Powtórzę, bo już ktoś mi zadał to pytanie. Hejtuję ten film zupełnie bezinteresownie, bowiem uważam, że epoka filmowych szitów typu Kac Wawa i Ciacho powinna przeminąć. Patryk Vega po interesującym debiucie stał się poniekąd symbolem współczesnego filmowego szitu, kolegą polskiego Eda Wooda - Mariusza Pujszo. Obaj panowie produkują polską odmianę kina eksploatacji.
Przecież to dramat, że idąc na współczesną polską komedię nie spodziewamy się Seksmisji czy Misia, tylko 1,5 godzinnego seansu pierdzenia i bekania na ekranie.
A ja napisałem recenzje tego filmu bardzo pozytywną, mam konto od 2 lat a itak zostałem zbluzgany że robię to za kase . Idżcie ludzie sie leczcie !!!
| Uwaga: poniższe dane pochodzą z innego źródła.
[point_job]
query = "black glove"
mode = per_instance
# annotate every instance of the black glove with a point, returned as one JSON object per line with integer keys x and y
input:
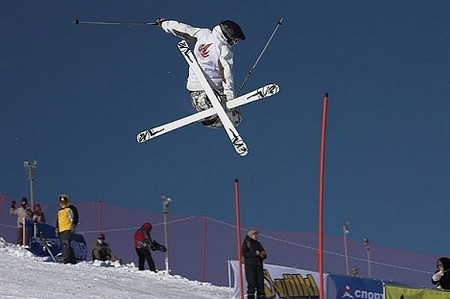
{"x": 160, "y": 20}
{"x": 159, "y": 247}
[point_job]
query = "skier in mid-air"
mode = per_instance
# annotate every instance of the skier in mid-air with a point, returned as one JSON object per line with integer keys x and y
{"x": 213, "y": 52}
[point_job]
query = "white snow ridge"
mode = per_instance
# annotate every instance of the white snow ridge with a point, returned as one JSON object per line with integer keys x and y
{"x": 23, "y": 275}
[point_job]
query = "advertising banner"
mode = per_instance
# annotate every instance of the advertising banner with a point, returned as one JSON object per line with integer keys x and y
{"x": 340, "y": 286}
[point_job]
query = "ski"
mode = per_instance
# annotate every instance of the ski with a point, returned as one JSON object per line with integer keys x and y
{"x": 255, "y": 95}
{"x": 235, "y": 138}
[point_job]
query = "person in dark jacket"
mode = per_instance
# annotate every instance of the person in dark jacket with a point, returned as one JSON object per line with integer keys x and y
{"x": 38, "y": 215}
{"x": 23, "y": 213}
{"x": 254, "y": 254}
{"x": 143, "y": 244}
{"x": 66, "y": 223}
{"x": 441, "y": 277}
{"x": 102, "y": 251}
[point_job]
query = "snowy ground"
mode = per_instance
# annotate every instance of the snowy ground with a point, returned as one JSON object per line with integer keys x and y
{"x": 23, "y": 275}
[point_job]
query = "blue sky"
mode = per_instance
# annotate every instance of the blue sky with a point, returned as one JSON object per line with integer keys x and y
{"x": 73, "y": 98}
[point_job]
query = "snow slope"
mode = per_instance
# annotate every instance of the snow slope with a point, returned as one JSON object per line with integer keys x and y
{"x": 23, "y": 275}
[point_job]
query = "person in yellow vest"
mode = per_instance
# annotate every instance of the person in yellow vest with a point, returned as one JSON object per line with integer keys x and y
{"x": 66, "y": 223}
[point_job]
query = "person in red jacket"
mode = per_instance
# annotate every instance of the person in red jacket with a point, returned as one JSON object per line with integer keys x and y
{"x": 143, "y": 244}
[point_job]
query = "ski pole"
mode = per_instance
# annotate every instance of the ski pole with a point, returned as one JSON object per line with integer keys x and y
{"x": 77, "y": 22}
{"x": 260, "y": 55}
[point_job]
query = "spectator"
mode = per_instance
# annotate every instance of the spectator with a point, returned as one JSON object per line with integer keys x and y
{"x": 66, "y": 223}
{"x": 38, "y": 215}
{"x": 143, "y": 243}
{"x": 23, "y": 213}
{"x": 254, "y": 254}
{"x": 213, "y": 52}
{"x": 441, "y": 277}
{"x": 101, "y": 250}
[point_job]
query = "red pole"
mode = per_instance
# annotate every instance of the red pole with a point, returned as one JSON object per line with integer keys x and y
{"x": 321, "y": 190}
{"x": 100, "y": 216}
{"x": 3, "y": 199}
{"x": 238, "y": 235}
{"x": 204, "y": 249}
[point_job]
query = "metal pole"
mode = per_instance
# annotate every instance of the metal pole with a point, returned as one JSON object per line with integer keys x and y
{"x": 204, "y": 249}
{"x": 345, "y": 229}
{"x": 321, "y": 192}
{"x": 77, "y": 22}
{"x": 166, "y": 201}
{"x": 279, "y": 23}
{"x": 31, "y": 167}
{"x": 238, "y": 236}
{"x": 367, "y": 244}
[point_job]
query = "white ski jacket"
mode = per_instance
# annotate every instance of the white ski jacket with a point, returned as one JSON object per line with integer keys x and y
{"x": 213, "y": 54}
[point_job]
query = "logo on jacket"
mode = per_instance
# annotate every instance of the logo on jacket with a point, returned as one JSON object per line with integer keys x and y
{"x": 203, "y": 50}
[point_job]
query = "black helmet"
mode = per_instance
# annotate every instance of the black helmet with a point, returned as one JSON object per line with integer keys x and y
{"x": 232, "y": 31}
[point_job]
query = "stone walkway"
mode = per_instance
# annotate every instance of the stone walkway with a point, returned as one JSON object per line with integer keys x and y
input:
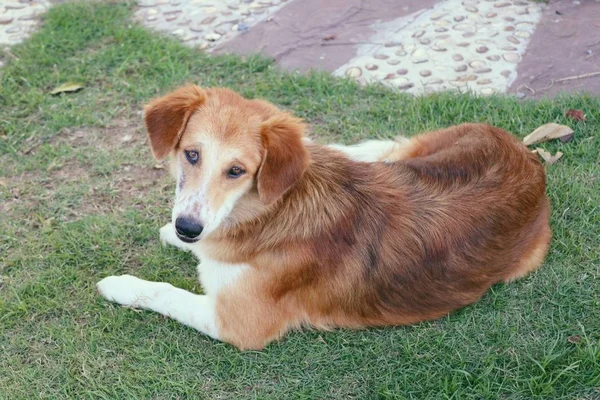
{"x": 524, "y": 47}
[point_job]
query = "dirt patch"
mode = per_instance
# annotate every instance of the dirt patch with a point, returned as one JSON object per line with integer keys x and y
{"x": 98, "y": 176}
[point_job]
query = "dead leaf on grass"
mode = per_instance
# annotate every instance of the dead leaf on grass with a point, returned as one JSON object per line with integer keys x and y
{"x": 548, "y": 158}
{"x": 574, "y": 339}
{"x": 548, "y": 132}
{"x": 68, "y": 87}
{"x": 576, "y": 115}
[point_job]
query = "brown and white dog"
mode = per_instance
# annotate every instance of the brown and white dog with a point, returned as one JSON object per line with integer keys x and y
{"x": 292, "y": 233}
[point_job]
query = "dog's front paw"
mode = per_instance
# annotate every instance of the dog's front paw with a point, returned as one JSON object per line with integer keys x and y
{"x": 127, "y": 290}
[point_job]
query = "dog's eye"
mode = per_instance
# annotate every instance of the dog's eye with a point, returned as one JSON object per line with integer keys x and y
{"x": 235, "y": 172}
{"x": 192, "y": 156}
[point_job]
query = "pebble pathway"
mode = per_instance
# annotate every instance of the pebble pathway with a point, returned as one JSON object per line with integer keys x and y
{"x": 205, "y": 23}
{"x": 466, "y": 45}
{"x": 463, "y": 45}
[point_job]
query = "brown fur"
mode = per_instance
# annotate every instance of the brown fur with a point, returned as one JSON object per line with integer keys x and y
{"x": 338, "y": 243}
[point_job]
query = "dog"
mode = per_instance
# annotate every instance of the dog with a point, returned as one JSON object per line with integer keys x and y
{"x": 291, "y": 233}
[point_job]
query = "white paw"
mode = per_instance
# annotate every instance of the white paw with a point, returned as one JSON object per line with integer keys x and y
{"x": 130, "y": 291}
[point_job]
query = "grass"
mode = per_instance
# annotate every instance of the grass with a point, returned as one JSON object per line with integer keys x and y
{"x": 80, "y": 199}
W tym filmie nie ma "pierdzenia i bekania", co świadczy o tym, że go nie widziałeś. To fakt, że nie ma dziś Misia czy Seksmisji. Bareja nie żyje, a Machulski zrobił np beznadziejną Kołysankę. Last minut jest przynajmniej śmieszniejsze od Kołysanki. Może zobacz, a potem się wypowiadaj
http://www.filmweb.pl/film/Last+Minute-2013-673532/discussion/Smuci+mnie+cze%C5% 9B%C4%87+internaut%C3%B3w,2152734#post_9482849
A ty, kapuśniaku, który masz problemy z kulturą osobistą, bekasz, pierdzisz, robisz syf? Po coś ty się urodził? Kloce stawiać? A ja hejtuję hejterów hejtujących hejterów
Mensa Polska zaświadcza, że: Pani Dorota Rabczewska, ur. 15.02.1984 r., uzyskała wynik testu inteligencji 156 IQ w skali Cattela, którą to wartość uzyskuje 1 proc. populacji. Wynik ten kwalifikuje do wstąpienia do Stowarzyszenia Mensa Polska.
Daj spokój wystarczy posłuchać wypowiedzi tej Pani. Już od dawna wszyscy się na niej poznali. Nie wiem kto za nią robił ten test, ale na pewno nie ona sama.
Nie wiem, czy na takim teście można ściągać, ale tak jej podobno wyszło, więc jeśli ona na takie IQ, to i ja jestem profesor!
A ja daję filmowi 6/10. Górnolotne kino to na pewno nie było, ale całkiem zabawnie pokazano polskie wyjazdy last minute. Zamiast jakiejś ponurej Warszawy słoneczny Egipt. Tylko ta cała Anna Szarik nie pasowała tam. Postać przed nią grana powinna być starsza skoro miała być w podobnym wieku co ojciec 17-latki. Babcia-policjantka była najlepsza.